Thereafter the defendant delivered to plaintiff three additional documents for the purpose of enabling the plaintiff at his own expense to make a title search and procure an accurate survey of the land preliminary to closing. These documents, which form part of the transaction, consist of the following: (1) A crude sketch, which in itself is inadequate to specifically describe or locate the land but which is alleged to have been delivered for the purpose of showing the location and approximate dimensions of defendant’s land on Clair Road. (2) A tax receipt of Duval County issued to defendant for 1956 taxes, which designates the section, township and range in which the defendant’s land lies. It also contains a reference to the book and page of the public record wherein is recorded the defendant’s muniments of title to the subject property. (3) A carbon copy of a boundary line agreement entered into between the defendant and the owners of adjacent land, which embodies a map of a survey of the lands referred to in that agreement. Pursuant to the alleged contract reflected by all of the within mentioned documents, plaintiff incurred obligations totaling $160 for title search and survey. Defendant was kept fully advised of the progress made toward the closing of the transaction and acquiesced to all of the steps taken by plaintiff. On May 2, 1957 the parties met by prearrangement in an attorney’s office for the purpose of closing the transaction and the plaintiff then and there tendered to defendant the balance of the purchase price
In passing on the questions raised by the appeal it is well to mention certain well defined principles governing an action for specific performance of a contract to convey realty. Specific performance is an equitable remedy. It is grantable as a matter of sound judicial discretion vested in the Chancellor. Such discretion is governed by principles of law and equity applicable to the particular facts and circumstances, all pertinent factors must be considered, and the right to such relief may not be denied where the facts are sufficiently pleaded and established. Perry v. Benson, Fla.App., 107 So.2d 213; Humphrys v. Jarrell, Fla.App., 104 So.2d 404.

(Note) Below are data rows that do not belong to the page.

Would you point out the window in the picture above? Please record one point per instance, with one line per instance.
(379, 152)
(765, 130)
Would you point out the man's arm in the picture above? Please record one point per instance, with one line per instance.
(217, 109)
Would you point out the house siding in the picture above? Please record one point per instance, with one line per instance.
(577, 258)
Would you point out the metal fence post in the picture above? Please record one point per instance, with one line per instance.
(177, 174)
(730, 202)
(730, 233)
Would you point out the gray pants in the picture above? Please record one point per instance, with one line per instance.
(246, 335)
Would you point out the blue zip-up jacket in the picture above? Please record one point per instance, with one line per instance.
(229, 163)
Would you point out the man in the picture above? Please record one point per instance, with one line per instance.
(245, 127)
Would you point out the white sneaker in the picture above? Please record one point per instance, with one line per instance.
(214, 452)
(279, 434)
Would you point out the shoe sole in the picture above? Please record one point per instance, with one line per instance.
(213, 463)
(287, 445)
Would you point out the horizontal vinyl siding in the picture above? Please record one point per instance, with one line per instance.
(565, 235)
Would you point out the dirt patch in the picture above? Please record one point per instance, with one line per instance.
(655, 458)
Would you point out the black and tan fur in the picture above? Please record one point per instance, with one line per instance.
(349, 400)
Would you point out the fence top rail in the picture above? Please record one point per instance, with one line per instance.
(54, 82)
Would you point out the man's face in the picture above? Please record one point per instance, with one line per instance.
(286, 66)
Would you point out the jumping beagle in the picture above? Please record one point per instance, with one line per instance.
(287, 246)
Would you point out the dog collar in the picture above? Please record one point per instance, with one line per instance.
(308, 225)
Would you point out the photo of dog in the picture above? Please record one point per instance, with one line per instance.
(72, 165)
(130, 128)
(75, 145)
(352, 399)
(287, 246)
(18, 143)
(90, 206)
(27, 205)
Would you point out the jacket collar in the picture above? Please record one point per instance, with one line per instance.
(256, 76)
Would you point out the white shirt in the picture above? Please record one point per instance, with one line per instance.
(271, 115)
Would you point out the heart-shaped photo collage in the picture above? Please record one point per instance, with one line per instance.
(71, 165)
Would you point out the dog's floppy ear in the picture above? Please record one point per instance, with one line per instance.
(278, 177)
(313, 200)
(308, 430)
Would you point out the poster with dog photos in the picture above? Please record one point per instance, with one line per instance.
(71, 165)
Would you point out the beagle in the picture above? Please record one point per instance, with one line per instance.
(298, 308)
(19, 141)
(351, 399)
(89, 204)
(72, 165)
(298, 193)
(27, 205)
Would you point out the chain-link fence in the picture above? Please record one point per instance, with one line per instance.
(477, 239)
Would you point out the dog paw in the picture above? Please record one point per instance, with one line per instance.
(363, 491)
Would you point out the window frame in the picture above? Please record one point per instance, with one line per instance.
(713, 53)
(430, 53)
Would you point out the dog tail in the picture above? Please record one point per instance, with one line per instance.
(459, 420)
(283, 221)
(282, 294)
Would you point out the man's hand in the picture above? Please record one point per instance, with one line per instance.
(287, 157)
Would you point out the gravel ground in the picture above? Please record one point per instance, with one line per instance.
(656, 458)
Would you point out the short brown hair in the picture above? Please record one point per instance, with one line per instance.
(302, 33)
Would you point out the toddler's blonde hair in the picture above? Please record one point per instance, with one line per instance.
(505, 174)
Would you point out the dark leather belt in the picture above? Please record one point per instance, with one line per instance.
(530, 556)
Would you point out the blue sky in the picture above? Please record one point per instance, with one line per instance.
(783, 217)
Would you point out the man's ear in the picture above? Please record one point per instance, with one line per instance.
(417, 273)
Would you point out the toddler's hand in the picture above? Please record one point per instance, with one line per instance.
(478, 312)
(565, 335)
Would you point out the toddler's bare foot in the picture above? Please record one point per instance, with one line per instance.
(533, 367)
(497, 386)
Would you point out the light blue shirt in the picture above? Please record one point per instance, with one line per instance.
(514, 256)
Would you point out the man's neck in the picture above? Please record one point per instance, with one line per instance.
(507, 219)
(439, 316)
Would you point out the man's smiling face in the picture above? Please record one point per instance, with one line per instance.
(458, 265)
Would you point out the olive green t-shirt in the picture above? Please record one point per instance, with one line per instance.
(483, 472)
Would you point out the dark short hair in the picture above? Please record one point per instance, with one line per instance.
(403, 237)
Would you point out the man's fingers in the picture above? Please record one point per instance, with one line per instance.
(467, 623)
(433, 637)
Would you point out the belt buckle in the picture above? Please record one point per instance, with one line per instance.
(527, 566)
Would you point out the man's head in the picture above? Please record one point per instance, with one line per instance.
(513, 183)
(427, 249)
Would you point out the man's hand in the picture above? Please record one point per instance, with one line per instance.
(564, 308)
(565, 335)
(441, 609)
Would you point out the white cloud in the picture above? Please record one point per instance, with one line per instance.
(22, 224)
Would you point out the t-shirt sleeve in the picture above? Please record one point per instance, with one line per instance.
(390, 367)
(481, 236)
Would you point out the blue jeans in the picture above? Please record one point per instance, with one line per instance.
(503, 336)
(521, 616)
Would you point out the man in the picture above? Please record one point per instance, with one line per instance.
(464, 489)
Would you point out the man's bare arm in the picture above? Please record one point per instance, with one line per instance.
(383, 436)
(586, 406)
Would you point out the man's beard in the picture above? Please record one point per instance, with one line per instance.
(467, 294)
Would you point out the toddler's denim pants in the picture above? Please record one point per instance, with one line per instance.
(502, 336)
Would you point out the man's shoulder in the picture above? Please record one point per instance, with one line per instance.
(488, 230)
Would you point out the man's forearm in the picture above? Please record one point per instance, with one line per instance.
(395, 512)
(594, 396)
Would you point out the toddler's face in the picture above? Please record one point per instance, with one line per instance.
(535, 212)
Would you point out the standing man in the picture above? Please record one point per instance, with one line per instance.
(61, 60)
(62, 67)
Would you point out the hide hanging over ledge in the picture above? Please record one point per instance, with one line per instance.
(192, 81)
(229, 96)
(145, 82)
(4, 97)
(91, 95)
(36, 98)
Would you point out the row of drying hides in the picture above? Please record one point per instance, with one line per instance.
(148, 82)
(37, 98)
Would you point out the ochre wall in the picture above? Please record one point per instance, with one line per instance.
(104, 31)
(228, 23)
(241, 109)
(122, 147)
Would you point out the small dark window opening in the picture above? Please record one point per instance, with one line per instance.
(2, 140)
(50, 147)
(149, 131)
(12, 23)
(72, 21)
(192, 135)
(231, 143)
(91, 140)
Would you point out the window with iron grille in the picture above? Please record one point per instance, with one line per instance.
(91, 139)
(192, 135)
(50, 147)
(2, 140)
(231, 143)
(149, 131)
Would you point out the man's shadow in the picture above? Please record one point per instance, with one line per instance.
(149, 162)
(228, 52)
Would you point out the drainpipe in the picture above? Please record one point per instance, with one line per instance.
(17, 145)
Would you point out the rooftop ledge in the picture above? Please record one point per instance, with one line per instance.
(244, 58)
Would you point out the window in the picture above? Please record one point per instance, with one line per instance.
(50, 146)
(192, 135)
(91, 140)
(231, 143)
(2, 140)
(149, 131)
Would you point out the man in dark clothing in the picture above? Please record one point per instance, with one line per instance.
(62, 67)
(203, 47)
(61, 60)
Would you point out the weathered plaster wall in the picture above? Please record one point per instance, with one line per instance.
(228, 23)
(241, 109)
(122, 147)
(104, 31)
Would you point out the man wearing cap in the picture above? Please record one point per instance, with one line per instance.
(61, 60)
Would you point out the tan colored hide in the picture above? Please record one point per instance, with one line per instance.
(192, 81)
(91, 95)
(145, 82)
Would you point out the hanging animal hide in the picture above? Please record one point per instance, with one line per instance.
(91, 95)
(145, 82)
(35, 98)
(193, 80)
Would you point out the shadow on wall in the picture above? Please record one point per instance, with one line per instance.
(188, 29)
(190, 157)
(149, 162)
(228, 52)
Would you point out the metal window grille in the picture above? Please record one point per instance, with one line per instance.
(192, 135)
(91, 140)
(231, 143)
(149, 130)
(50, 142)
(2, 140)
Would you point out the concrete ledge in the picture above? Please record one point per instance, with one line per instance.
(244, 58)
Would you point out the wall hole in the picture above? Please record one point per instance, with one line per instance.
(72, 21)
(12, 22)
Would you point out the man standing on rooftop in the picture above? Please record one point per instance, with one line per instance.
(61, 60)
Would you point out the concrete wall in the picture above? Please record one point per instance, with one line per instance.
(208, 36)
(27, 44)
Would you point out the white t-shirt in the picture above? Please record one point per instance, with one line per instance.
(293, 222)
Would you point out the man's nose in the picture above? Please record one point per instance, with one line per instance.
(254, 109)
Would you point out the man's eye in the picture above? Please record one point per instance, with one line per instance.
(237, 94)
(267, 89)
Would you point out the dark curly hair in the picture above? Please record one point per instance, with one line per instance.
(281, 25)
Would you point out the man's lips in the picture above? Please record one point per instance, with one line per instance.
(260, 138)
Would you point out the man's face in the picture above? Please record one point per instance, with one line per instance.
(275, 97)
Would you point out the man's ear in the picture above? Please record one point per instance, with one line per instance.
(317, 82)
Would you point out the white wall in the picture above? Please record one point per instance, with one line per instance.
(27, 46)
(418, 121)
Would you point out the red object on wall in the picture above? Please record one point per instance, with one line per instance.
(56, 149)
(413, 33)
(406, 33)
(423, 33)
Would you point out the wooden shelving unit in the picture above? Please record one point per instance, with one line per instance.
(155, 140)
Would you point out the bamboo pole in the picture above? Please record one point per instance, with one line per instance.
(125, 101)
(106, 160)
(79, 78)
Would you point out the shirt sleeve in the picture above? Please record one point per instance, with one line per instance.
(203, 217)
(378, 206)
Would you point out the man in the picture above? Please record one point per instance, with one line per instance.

Appellee contends, and we agree, that the written contract or memorandum of the transaction must so describe the land that it can be definitely located as the particular parcel forming the subject of the contract. Edmun Realty Corp. v. Kearns, 158 Fla. 558, 28 So.2d 834; Simons v. Tobin, 89 Fla. 321, 104 So. 583; Rhode v. Gallat, 70 Fla. 536, 70 So. 471; Lente v. Clarke, 22 Fla. 516, 1 So. 149; Patrick v. Sears, 19 Fla. 856. In line with this contention, it is true that if our deliberations are confined to a consideration of the initial document — the receipt signed by defendant — we would be compelled to hold that it does not sufficiently describe the land. Hammond v. Hacker, 93 Fla. 194, 111 So. 511. However, we are not so circumscribed by the facts or equities as set out in the complaint.
Each of the documents furnished by defendant to plaintiff constitutes part and parcel of the entire transaction. Those given subsequent to the initial receipt supplemented and implemented the former. Under the facts alleged, therefore, we are called on to determine whether the documents alleged by the complaint to have been delivered by defendant when taken together spell out a contract which the trial court should enforce by specific performance. We conclude that it is adequate for the purpose and that it was error to dismiss the complaint.
Our only difficulty in reaching this conclusion concerned the question of the sufficiency of those documents to provide the means by which to accurately locate the subject property. Applying the maxim “Id certum est quod certum reddi protest,”
Accordingly, the decree dismissing the complaint is vacated and the cause remanded for proceedings consistent with the views herein expressed.